Лидочка уперлась валенком в доски террасы и легонько качнула кресло. Последний раз ее любили в пять лет — родители, — и она совсем забыла, как это бывает. Царевы были не в счет: по уши напичканные правильной советской моралью, полупереваренным самиздатом и природным добродушием, они любили всех подряд — родину, синиц, Энск, Солженицына, друг друга. Лидочка терялась в этом засахаренном вихре всеобщего неразборчивого обожания — это было все равно что греться в куче полузнакомых шевелящихся человеческих тел. Очень тепло, немного противно и совершенно безадресно. А вот Лужбину нравилась именно она, это было ясно даже по тому, как он нес ей чашку с чаем, как смотрел, как она пила, непроизвольно вытягивая губы, точно стараясь помочь или боясь, что она обожжется. Он заботился о ней. И это оказалось невероятное чувство — когда о тебе заботятся. Теплое.
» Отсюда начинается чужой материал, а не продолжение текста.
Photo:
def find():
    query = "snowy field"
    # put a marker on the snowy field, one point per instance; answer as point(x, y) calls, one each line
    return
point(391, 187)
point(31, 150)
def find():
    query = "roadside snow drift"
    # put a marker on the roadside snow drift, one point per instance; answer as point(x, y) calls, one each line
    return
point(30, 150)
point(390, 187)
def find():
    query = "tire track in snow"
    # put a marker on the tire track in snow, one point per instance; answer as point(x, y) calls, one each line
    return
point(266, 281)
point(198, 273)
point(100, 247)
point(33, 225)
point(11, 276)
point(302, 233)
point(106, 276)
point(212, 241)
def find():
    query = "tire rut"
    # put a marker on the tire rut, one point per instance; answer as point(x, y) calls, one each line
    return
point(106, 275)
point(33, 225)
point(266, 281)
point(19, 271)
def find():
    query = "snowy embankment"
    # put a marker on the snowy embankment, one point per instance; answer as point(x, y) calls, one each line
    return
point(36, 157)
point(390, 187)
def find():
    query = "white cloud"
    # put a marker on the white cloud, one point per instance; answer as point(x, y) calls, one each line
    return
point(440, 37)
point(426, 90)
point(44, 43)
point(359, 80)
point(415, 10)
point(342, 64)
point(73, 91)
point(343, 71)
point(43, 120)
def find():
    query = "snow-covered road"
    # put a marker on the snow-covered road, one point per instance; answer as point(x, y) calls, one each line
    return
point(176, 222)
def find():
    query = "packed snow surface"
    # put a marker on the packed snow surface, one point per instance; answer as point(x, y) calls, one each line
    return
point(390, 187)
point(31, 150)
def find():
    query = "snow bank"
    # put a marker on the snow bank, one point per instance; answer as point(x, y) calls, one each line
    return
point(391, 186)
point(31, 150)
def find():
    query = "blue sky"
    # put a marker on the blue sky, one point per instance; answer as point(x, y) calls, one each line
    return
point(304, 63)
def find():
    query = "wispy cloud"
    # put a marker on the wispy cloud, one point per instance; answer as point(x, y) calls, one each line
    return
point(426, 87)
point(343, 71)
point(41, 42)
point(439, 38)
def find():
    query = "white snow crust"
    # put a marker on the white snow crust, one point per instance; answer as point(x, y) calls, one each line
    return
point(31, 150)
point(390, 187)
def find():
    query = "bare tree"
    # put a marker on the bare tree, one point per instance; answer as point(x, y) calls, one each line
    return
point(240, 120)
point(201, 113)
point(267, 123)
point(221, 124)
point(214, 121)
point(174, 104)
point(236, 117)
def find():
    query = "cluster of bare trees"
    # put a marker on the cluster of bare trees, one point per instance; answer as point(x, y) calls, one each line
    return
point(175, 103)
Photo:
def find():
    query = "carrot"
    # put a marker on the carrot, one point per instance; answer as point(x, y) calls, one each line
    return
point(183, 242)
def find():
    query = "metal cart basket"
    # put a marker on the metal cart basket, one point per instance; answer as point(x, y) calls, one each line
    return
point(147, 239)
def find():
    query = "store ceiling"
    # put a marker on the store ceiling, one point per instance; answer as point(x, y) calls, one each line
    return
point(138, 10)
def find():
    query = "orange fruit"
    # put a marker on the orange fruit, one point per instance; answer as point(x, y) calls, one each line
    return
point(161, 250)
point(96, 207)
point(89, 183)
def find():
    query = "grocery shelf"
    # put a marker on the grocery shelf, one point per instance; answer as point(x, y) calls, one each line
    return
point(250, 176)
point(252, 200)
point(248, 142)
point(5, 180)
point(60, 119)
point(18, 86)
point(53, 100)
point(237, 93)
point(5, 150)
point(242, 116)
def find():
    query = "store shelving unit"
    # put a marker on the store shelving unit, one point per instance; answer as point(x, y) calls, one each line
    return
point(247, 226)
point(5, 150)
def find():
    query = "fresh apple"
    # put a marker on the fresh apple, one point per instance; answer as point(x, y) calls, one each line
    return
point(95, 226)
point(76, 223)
Лужбин, словно притянутый этими мыслями, заглянул на террасу.

— Ничего не нужно? — спросил он. — Вы, наверно, проголодались? Можем съездить куда-нибудь поужинать.

И он даже слегка втянул голову в плечи, боясь отказа.

— Иван Васильевич, отнесите меня, пожалуйста, в дом, — попросила Лидочка.

Лужбин посмотрел на нее почти с животным ужасом — словно дворняга (тощая, вся в обручах голодных ребер), со щенячества привыкшая получать только окрики да тяжелые пинки и теперь не узнающая ласковую человеческую руку.

— В дом? — переспросил он хрипло.

— Да, пожалуйста, — повторила Лидочка и протянула ему выпростанные из-под пледа руки.

Лужбин неловко подхватил ее, и Лидочка машинально, как на поддержке, напрягла мышцы, чтобы облегчить партнеру нелегкую лирическую участь. Она была «удобная» балерина и никогда не висла на руках танцовщика безучастным грузом, безвольным суповым набором из жил, костей и колючего наэлектризованного капрона, который следовало вознести на вытянутых руках в ликующую высь — поближе к пыльному театральному потолку, искусственным звездам и сонным мордам осветителей, навеки охреневших от нескончаемых потоков прекрасного. Но Лужбин не заметил Лидочкиных мускульных стараний, пораженный ее эльфийской невесомостью — даже в валенках, даже по-кукольному закутанная в плотный плед, она едва весила сорок пять килограммов.

— Какая легонькая… Как цветок, — пробормотал Лужбин, прижимая Лидочку к себе, как прижимают больного ребенка, ослабевшего, горячечного, полуобморочного от ночной несусветной температуры. Как будто отправляешь в больницу десятилетнюю дочку.

Три шага до входной двери. Четыре невидимых, тряских лестничных пролета — впереди угрюмая спина уставшего врача, не уронить, не уронить, не… чшшш, потерпи, солнышко, сейчас все пройдет. Бессильный пинок подъездной двери — придержать плечом, чтоб не стукнула, не задела. Распахнутая задница старенькой скорой, ледяное, дрожащее нутро. Не плачь, заинька, папа рядом. Он никогда тебя не бросит. Я никогда тебя не брошу. Слышишь? Никогда.